Tracks move from one to another with the sudden strangeness of waking in an unfamiliar bed. Blizzards of raging static ebb away to allow bursts of delicate acoustic sunlight through; naive campfire singsongs sit alongside faceless soundscapes. The listener is wrapped in the cosiness of home and left out in the fearsome open, the latter of these evoked with an amazing noise that sounds throughout the record, like a gong being sounded from across a misty valley.
At one point Phil Elverum (above) sings of "the awful feeling of electric heat". This is an album that is full of the crisp chill of winter wind and the genuine warmth of wood aflame. The electricity used to produce it seems to have been threaded out of the air rather than taken from a socket. It's back out on April 8th. Rather than try and represent every facet of this stunning record, here's the opening three tracks. I defy you not to crave the rest.

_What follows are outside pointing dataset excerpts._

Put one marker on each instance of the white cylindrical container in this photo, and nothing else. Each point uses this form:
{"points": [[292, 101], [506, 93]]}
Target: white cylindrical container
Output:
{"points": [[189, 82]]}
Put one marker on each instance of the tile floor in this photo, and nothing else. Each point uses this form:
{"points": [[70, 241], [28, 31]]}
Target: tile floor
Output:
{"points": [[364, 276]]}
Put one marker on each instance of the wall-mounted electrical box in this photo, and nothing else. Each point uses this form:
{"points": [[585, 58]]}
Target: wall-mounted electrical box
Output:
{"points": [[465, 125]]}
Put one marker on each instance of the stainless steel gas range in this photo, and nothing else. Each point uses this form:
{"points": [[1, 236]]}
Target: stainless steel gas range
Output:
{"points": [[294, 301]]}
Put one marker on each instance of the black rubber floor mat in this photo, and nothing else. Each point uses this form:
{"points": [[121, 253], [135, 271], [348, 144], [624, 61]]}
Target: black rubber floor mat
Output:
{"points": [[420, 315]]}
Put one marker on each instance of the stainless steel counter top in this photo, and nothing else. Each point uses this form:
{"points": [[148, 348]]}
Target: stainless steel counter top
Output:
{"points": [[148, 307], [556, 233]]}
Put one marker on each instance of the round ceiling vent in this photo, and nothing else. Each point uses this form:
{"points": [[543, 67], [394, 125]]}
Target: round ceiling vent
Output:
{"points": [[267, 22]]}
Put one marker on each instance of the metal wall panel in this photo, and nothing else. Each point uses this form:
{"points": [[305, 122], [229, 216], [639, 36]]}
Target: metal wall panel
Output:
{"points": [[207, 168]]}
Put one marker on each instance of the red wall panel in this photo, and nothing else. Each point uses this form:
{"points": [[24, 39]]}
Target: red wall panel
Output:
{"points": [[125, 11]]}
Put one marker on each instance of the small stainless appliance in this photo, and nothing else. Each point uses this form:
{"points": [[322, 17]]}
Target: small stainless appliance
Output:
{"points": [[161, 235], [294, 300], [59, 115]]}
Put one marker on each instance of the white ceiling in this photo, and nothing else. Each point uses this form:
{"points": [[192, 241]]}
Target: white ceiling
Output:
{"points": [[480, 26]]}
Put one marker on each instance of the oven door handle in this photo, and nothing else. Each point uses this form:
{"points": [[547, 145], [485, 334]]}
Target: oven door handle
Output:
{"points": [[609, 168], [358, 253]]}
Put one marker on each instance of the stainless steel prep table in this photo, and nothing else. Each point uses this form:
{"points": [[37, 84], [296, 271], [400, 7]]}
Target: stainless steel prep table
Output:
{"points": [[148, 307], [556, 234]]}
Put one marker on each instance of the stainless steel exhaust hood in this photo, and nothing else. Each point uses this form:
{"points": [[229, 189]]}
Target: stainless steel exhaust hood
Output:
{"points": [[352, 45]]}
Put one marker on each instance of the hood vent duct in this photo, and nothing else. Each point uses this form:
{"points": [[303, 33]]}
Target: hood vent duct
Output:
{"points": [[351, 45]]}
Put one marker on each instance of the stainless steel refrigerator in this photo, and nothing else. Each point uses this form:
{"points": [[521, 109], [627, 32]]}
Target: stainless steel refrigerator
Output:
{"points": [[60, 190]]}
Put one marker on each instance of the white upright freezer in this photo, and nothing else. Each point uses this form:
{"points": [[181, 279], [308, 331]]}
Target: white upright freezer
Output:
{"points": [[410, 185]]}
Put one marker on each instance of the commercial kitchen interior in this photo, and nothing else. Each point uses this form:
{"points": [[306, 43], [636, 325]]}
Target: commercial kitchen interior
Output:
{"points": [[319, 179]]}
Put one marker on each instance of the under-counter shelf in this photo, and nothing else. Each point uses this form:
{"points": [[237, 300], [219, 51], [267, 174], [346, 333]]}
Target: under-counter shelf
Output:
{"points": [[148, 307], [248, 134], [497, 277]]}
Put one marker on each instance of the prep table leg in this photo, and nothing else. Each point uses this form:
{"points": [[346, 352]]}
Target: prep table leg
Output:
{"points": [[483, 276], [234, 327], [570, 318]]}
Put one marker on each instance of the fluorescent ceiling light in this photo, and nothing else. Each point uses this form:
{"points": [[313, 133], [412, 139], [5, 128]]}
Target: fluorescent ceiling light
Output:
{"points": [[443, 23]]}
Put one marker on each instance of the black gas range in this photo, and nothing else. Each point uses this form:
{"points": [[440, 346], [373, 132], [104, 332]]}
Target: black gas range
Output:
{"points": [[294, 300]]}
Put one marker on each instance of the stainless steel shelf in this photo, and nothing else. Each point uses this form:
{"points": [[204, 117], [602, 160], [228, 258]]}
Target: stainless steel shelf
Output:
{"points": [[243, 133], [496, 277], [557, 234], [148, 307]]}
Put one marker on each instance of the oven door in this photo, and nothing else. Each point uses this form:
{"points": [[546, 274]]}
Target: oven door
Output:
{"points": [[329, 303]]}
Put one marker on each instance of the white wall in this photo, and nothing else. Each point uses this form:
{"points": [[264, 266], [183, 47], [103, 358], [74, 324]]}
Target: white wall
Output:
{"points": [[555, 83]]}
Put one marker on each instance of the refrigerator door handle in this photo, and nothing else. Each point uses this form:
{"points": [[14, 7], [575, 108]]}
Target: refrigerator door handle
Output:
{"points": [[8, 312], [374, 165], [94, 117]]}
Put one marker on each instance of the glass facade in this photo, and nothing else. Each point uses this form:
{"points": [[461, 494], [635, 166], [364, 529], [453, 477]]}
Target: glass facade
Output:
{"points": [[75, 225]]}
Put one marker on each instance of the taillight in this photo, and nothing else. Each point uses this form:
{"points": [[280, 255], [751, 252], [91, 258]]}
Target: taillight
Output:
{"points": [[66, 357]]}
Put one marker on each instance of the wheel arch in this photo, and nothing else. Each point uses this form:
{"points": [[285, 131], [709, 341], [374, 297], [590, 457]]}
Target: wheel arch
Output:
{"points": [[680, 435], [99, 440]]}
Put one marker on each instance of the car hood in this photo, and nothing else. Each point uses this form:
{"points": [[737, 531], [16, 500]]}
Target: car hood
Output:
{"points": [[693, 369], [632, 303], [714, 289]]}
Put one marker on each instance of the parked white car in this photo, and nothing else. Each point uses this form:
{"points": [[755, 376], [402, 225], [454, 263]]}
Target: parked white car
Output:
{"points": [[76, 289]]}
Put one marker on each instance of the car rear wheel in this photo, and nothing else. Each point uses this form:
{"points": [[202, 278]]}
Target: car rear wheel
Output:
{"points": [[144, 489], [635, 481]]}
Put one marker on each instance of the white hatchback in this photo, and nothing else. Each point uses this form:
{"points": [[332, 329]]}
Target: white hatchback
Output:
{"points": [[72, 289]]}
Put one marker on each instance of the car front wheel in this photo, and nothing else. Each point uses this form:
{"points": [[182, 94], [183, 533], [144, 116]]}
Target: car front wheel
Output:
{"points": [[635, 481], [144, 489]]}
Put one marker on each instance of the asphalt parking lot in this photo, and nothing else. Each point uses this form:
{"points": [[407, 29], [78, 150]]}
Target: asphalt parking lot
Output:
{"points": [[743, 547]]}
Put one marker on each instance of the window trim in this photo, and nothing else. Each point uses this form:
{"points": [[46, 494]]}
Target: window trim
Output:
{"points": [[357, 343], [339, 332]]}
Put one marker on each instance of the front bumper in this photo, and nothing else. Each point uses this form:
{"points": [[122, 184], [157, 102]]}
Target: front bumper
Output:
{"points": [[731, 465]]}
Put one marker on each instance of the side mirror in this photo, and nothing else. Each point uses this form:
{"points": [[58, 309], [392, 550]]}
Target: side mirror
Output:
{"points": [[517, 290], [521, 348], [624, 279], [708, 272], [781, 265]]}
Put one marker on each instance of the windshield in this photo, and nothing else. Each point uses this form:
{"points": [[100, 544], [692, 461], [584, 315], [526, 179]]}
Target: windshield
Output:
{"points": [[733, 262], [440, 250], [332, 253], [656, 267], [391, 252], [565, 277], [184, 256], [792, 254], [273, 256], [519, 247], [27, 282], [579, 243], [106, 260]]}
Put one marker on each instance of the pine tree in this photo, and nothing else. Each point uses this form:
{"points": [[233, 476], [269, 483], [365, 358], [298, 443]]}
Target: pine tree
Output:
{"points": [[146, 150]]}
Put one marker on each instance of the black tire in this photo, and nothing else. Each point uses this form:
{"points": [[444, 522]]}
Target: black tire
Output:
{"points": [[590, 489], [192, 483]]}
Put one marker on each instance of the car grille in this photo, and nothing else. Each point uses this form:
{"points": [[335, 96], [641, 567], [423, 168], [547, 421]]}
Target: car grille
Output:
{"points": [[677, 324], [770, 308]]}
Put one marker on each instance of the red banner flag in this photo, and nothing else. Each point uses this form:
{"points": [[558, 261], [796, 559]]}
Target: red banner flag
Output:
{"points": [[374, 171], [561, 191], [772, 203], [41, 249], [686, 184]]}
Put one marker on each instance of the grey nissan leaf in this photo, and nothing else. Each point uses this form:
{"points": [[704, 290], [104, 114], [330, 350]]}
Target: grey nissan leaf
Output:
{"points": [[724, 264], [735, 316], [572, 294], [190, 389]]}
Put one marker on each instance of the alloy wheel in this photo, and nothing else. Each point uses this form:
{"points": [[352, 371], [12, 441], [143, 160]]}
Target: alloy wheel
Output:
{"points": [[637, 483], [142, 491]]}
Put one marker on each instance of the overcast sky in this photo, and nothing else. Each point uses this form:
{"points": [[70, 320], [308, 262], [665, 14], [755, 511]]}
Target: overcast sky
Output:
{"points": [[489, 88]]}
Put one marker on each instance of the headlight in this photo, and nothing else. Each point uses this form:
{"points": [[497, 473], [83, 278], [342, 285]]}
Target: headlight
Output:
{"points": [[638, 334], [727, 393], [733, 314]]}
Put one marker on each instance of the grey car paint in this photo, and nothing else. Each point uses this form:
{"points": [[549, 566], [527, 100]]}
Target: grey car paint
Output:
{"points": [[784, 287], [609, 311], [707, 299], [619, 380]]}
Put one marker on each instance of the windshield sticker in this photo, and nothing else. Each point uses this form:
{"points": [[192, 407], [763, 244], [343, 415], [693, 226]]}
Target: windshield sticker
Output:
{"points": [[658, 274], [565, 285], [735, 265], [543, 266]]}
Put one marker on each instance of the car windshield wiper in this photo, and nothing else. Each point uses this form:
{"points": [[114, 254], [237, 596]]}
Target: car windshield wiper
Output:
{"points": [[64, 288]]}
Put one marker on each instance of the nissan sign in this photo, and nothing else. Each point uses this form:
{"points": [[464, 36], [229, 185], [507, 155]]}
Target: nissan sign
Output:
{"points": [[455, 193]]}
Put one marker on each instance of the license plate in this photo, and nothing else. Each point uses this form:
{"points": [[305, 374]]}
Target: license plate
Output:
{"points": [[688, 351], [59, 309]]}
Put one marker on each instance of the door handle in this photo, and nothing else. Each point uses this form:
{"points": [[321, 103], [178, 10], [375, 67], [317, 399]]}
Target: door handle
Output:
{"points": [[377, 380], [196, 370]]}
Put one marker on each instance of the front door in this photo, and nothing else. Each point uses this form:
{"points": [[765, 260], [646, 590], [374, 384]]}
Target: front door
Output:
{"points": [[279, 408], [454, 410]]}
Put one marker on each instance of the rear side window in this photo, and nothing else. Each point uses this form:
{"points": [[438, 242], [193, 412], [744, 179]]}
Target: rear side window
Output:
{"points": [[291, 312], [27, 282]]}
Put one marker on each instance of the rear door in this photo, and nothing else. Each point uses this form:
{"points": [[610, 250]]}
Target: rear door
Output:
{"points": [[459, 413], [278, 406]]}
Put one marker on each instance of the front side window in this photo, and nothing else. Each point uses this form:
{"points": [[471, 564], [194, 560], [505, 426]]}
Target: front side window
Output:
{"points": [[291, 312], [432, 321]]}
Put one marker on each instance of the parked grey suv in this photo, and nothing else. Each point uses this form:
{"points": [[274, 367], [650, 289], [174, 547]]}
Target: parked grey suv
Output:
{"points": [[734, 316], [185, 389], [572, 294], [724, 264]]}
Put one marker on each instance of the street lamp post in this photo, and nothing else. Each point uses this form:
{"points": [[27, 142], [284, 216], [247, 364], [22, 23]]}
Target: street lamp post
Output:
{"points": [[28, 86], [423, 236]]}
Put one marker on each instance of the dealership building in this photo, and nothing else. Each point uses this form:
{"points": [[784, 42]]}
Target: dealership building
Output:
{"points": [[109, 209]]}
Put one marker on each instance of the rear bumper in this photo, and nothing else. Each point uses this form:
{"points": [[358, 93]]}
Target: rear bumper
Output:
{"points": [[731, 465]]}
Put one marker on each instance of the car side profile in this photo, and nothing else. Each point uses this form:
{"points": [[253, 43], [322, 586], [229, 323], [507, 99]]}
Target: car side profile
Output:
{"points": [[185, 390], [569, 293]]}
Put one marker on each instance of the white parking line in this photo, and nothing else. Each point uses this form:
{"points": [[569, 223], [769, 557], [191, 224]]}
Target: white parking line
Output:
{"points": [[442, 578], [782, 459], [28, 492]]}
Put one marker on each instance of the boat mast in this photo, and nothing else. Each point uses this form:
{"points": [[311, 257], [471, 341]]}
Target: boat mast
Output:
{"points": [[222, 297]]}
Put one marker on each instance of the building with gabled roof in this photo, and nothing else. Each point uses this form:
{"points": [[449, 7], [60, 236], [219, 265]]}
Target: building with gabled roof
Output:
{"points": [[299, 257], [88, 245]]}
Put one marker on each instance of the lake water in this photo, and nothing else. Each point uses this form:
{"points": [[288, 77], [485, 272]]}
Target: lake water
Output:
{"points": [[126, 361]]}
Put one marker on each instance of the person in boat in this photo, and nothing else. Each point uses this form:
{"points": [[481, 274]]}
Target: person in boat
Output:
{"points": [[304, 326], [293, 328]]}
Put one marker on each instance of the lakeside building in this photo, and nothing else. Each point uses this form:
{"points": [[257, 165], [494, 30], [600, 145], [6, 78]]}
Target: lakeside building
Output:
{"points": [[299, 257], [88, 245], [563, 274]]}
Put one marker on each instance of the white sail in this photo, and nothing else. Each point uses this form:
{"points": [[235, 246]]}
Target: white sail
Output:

The Microphones - I Want Wind To Blow
The Microphones - The Glow, Pt. 2
The Microphones - The Moon
Posted by Ben at 15:58
This is a blog post.
Matching Mole have re-entered my radar in the last few months after the release of Robert Wyatt's Comicopera in the dog end of last year. Matching Mole was formed by Wyatt in 1971, two years before he fell from a balcony and was paralysed from the waist down. Matching Mole had four members, one of them David Sinclair from psychedelic proggers Caravan. The name 'Matching Mole' is a play on Machine Molle, which is French for Soft Machine, whom Wyatt had just departed company with. They only lasted two years and two albums, along with a handful of releases in the last decade or so.
"Signed Curtain" is from the bands self-titled debut, released a year after forming. It was composed almost entirely by Wyatt, as is most of the album, and features his voice audibly weaker than it sounds now - on the brink of something; clutching at clumps of grass to stop himself slipping over the edge.
The lyrics are relflective, literally: "this is the first verse/this is the first verse/this is the first, the first first first" They feature only statements like this, tracking the song through its stages; bridge, chorus, verse. But Wyatt becomes more unsure of where he's up to as the song continues, losing the conviction he started with, in a way that feels daft and tragic all at once.
Accompanied by simple piano and no percussion "Signed Curtain" is remarkably moving, with all emotional content directly generated by Wyatt's vocals. The gradual sense of loss dissolves the silliness the song began with, ending the song on the lyrics - "or perhaps its the bridge/or just another key change?/never mind,it doesnt hurt/it only means that I/lost faith in this song/it wont help me, retune."
Matching Mole - Signed Curtain
Wyatt's most recent album Compicopera is available everywhere, and is really very good. It featured on lots of End Of Year Lists and comes highly recommended by me.